I sometimes wonder what it would feel like to look at time in this way, with perspective and distance.

It sometimes seems infuriating that time is a dimension that cannot be examined in both directions. We can only look back and hypothesize about the future, but there is no skyscraper we can climb which will show us the whole view.

The future humans will look at us, our buildings and customs and cultures, and wonder why we made the mistakes we did. Perhaps, they will try to walk a bit in our shoes to too see why our choices appeared obvious.

They will look at our tablets and smart phones the way we look at floppy disks, VHS tapes and cassettes, with a wry smile and maybe an eye-roll ( full disclosure: I am a child of the floppy-disk age, but even I rolled eyes at cassettes )

Why should we let posterity have all the fun? Even though every generation is, in a way, blind to the shortcomings and dangers of the technology du-jour, that should not stop us from taking a critical look at what is happening.

Neil Postman, an influential voice on this topic, was a cultural critic and professor, a historian of technology and media. In a March 1997 speech “The Surrender of Culture to Technology” (it is available on Youtube) Postman outlined seven questions that we can use to evaluate a new technology.

Before looking at the questions, we should make note of an important distinction between the words media and technology. A technology to a medium is what a brain is to a mind, Postman says. A technology is machine, a medium is a social creation. How a technology is used by a culture is not necessarily the only way it could be used.

The seven questions about technology:

  1. What is the problem to which this technology is a solution? There are technologies that are not solutions to any problem.

  2. Whose problem is this? Most technologies do solve a problem. Who will benefit from this technology and who will pay for it? These are sometimes not the same people.
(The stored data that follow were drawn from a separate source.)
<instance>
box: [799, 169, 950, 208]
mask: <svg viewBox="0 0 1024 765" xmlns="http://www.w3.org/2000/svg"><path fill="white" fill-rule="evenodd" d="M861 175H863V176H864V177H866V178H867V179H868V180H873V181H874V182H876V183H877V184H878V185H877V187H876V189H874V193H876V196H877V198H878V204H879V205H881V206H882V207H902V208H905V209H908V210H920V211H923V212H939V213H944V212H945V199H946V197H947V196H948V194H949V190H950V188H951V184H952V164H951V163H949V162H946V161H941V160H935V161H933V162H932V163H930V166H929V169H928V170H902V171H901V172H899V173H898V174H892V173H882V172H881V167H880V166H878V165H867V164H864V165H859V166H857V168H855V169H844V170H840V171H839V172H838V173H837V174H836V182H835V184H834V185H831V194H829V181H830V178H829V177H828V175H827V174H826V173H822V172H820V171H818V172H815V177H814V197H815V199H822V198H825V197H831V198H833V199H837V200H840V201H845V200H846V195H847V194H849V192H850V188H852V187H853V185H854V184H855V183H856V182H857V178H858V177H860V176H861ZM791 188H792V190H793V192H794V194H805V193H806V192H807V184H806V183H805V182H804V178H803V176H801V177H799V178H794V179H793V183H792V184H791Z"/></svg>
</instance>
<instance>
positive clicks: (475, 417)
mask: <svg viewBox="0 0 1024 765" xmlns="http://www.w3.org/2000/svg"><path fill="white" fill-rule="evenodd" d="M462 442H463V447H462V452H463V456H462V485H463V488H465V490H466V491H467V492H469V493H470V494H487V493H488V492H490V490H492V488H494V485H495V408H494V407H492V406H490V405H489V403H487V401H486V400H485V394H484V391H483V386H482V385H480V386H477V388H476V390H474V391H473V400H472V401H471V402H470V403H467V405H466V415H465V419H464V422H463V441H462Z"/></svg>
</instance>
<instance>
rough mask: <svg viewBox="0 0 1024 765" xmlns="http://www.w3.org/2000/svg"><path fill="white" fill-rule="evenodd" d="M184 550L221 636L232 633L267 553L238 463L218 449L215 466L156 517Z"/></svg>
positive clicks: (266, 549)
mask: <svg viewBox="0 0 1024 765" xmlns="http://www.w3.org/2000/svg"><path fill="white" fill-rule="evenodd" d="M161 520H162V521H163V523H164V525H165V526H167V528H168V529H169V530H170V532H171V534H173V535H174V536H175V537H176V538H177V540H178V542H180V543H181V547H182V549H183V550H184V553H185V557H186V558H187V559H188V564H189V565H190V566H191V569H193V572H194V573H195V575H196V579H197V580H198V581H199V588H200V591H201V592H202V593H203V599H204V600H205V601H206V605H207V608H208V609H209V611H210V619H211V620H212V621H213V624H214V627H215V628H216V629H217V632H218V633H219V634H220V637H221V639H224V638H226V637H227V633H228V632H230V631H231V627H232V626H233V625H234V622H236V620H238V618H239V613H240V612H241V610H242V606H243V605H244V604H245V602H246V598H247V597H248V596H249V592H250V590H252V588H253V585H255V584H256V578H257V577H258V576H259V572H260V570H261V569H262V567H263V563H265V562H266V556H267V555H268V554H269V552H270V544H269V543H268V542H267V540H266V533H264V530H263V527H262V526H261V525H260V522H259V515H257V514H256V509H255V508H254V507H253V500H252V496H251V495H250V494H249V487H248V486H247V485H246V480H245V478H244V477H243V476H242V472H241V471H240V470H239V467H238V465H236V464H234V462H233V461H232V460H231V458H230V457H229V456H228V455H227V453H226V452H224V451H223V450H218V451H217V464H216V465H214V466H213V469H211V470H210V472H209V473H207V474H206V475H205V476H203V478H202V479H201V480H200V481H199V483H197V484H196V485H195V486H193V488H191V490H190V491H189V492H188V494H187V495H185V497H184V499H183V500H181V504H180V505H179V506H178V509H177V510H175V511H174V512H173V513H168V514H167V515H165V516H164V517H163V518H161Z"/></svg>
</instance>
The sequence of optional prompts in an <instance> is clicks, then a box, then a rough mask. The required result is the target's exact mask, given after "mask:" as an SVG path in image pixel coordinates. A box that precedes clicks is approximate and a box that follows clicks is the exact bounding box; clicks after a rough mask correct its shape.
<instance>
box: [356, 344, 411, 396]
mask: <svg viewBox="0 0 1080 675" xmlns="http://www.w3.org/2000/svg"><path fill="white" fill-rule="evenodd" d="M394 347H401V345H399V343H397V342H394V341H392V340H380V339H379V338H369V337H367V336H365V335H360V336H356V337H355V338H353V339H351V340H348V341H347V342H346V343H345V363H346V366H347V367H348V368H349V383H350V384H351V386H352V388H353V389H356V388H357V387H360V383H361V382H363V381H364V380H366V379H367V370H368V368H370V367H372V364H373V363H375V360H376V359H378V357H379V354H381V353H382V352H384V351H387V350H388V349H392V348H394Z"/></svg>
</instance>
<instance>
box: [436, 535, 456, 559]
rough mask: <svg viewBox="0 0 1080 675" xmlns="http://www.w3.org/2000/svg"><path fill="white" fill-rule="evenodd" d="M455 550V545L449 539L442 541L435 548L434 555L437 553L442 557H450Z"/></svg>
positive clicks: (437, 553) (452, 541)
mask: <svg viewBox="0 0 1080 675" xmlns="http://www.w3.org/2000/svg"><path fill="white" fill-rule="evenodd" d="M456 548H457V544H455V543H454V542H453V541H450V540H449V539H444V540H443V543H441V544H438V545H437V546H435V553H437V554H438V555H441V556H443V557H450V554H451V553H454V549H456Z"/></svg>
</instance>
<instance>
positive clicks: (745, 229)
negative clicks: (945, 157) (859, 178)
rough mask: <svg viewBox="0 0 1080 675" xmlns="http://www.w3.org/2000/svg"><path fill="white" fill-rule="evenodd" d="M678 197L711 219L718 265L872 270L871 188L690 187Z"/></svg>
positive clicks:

  3. What new problems might be created, because we have solved the old problem? Technologies generate new problems, but sometimes it is hard to know what new problems will be. For example, Postman argued, that the television, while allowing for mass-communication and mass-entertainment, had permanently changed the nature of political discourse. It would have been fascinating to hear his take on Twitter in November 2016.

  4. Which people and what institutions might be most seriously harmed by this technology?

  5. What changes in language are being enforced by new technologies? What is lost and what is gained?

  6. What sort of institutions acquire special economic and political power because of technological change?

  7. What alternative uses might be made of a technology? What alternative media might arise from this technology?

Postman argued that it was not inevitable that television (the physical technology ) became the commercial television we all know today. He cited examples of countries where (in the 90s) television was not subject to any commercial interests. The crux of the argument is that the medium (the current world wide web for example) that exists of a particular technology (the physical internet network) is not the only possible medium we could have created. How a particular technology is transformed into a particular medium is very complex and involves society, politics and greed.